Why so much lavish, extraneous detail that seems so unnecessary to God’s stated plan?
I won’t bring an even greater mystery to this discussion by talking about the current scientific consensus: that we live in a creation 13-14 billion years old and that the beginnings of the human race occurred about 6-7 million years ago. That raises the conversation to an entirely different level than I’m prepared to handle today. [One place to start in thinking about that is Ronald Osborn’s book, Death Before the Fall, which I commend to you.]
Instead, let’s start by simply taking the Bible’s timeline as an example. It records approximately 4 or 5 thousand years of human history. That alone covers several thousand years of births and deaths, and an almost inconceivable number of events in which humans have participated, in addition to all that happened in non-human realms. Think of all the moments lived, the thoughts considered, the dreams imagined, the words spoken, and the actions taken. Try to fathom the number of sins committed! the good deeds performed! How many tears have fallen over that period of time? How many smiles brightened a day? The mind reels at trying to take in even a little bit of it.
Day after day after day for a very, very long time, life has proceeded at a snail’s pace and has included an incomprehensible amount of detail.
And where is God in all of this? Assuming the Bible accurately represents God’s intentions for this world, why is he taking so long, and why is there so much detail that seems superfluous to his promises? How much is there in this world, how much of life, history, human experience, the development of human knowledge, and the rise, rule, and fall of civilizations, that seems to have little or nothing to do with what we know about God’s plan of redemption?
Scripture tells us repeatedly that God is longsuffering, but doesn’t this seem extreme?
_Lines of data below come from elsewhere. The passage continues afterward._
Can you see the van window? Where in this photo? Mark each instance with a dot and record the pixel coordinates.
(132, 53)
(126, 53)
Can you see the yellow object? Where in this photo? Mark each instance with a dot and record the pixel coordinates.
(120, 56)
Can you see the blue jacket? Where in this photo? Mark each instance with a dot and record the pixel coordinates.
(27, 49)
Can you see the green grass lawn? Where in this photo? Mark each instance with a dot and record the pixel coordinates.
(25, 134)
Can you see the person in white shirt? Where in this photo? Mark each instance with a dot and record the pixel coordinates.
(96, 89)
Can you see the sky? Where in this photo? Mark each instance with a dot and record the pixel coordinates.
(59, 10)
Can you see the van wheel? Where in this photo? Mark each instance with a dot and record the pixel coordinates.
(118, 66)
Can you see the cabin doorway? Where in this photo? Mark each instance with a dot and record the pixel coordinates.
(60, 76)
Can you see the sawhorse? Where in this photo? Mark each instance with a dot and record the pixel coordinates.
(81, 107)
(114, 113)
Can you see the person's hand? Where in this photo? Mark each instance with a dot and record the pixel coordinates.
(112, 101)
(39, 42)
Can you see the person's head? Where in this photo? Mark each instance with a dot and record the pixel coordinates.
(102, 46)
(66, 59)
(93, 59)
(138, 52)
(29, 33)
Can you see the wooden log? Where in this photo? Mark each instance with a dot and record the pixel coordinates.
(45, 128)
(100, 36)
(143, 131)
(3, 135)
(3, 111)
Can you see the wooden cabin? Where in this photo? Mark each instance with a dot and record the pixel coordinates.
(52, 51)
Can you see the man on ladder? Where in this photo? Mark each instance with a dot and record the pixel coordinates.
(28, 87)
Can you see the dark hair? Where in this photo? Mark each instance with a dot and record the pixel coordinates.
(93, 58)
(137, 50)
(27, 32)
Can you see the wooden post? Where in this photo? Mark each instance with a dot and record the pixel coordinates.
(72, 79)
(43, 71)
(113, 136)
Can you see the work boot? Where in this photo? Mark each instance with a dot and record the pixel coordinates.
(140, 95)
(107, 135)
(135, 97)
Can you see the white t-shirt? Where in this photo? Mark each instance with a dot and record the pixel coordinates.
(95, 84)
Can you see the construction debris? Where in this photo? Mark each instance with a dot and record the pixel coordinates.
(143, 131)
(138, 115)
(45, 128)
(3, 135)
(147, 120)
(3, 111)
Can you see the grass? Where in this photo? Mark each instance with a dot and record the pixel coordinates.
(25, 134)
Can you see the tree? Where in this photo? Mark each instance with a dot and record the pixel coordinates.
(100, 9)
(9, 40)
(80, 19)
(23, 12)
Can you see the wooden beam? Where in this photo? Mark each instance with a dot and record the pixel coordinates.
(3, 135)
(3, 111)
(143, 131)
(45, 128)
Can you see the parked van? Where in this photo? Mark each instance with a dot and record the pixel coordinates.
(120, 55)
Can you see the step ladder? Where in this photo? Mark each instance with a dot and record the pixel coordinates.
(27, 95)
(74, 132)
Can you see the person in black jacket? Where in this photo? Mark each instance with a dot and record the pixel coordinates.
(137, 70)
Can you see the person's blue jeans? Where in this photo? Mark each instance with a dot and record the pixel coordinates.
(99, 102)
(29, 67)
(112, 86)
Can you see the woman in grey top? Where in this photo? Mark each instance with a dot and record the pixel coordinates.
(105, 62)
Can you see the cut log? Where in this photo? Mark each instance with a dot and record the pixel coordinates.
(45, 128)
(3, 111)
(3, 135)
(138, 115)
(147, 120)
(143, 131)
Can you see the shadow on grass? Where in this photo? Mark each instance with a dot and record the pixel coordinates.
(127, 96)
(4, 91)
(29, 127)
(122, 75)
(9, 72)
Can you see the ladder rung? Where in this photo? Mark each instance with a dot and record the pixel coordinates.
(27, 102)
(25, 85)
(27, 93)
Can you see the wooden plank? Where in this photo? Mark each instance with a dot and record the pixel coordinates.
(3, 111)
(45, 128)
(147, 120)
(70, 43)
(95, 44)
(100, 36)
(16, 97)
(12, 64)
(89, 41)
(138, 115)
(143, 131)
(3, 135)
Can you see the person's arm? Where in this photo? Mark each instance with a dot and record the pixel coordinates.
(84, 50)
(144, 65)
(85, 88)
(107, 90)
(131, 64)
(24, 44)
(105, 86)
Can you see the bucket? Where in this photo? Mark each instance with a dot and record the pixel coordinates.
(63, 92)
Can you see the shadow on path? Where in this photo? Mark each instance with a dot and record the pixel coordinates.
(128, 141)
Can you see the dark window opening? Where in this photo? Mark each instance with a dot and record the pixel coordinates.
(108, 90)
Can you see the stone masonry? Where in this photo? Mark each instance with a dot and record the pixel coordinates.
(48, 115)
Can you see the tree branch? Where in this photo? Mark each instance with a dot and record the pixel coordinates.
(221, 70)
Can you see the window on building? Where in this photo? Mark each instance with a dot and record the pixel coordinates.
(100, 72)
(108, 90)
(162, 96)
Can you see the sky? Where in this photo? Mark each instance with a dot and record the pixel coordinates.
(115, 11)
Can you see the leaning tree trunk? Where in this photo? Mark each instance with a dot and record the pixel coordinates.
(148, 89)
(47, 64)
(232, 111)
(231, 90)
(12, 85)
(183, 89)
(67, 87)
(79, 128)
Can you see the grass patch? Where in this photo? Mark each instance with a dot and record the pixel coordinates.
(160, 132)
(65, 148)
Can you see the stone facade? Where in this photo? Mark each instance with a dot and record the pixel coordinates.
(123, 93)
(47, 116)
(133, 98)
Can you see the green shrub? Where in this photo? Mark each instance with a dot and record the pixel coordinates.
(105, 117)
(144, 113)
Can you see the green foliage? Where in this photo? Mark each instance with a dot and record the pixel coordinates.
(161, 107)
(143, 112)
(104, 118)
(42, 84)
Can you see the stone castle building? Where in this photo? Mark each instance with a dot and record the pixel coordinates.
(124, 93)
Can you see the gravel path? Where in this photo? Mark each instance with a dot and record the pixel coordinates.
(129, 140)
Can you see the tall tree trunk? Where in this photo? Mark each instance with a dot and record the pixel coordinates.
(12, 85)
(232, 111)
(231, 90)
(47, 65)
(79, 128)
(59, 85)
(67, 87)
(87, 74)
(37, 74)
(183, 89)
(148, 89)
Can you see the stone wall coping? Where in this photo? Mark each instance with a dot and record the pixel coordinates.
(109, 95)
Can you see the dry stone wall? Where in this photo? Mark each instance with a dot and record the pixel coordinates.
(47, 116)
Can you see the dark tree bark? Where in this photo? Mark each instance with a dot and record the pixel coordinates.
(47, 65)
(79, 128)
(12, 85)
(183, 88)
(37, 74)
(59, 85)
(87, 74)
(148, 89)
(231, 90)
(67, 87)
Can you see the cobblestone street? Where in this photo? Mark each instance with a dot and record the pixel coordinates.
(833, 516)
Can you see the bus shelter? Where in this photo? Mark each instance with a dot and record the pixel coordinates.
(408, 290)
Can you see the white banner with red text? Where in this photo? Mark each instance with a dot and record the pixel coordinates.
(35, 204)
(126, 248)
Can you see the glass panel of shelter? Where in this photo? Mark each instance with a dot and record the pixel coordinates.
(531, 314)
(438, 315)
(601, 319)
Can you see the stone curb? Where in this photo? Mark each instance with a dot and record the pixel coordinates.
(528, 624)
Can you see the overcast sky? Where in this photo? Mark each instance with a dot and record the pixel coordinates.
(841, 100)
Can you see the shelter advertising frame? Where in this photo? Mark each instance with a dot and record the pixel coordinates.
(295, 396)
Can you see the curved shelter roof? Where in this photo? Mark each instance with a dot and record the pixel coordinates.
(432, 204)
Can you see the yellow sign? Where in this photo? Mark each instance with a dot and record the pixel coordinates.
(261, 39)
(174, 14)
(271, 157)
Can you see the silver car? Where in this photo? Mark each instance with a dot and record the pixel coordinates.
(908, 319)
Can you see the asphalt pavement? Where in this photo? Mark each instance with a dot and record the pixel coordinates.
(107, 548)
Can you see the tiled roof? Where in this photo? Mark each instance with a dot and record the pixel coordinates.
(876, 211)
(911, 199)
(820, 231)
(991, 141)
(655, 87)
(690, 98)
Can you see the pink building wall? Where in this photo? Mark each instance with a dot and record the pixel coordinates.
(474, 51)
Is it conceivable that a God of all love, all wisdom, and all power would allow such a slow, messy, and apparently random process as the context in which he puts a broken creation to rights? That God would only intervene occasionally, in a few special acts that don’t immediately do the trick but only set the stage for the next long era of waiting, living, dying and trying to figure it all out?
We can talk about God’s patience in a detached, theological way, scanning the recorded past with a telescope. In my experience, that is how most Christians, along with their pastors, teachers, and theologians have visualized it — Creation. Fall. Israel. Jesus. Church. All leading to a New Creation. The larger patterns dominate the discussion. But do they serve to shrink our view of God? Do they cause us to imagine a God who only (or primarily) reveals himself by breaking into history and displaying his glory through unmistakable actions?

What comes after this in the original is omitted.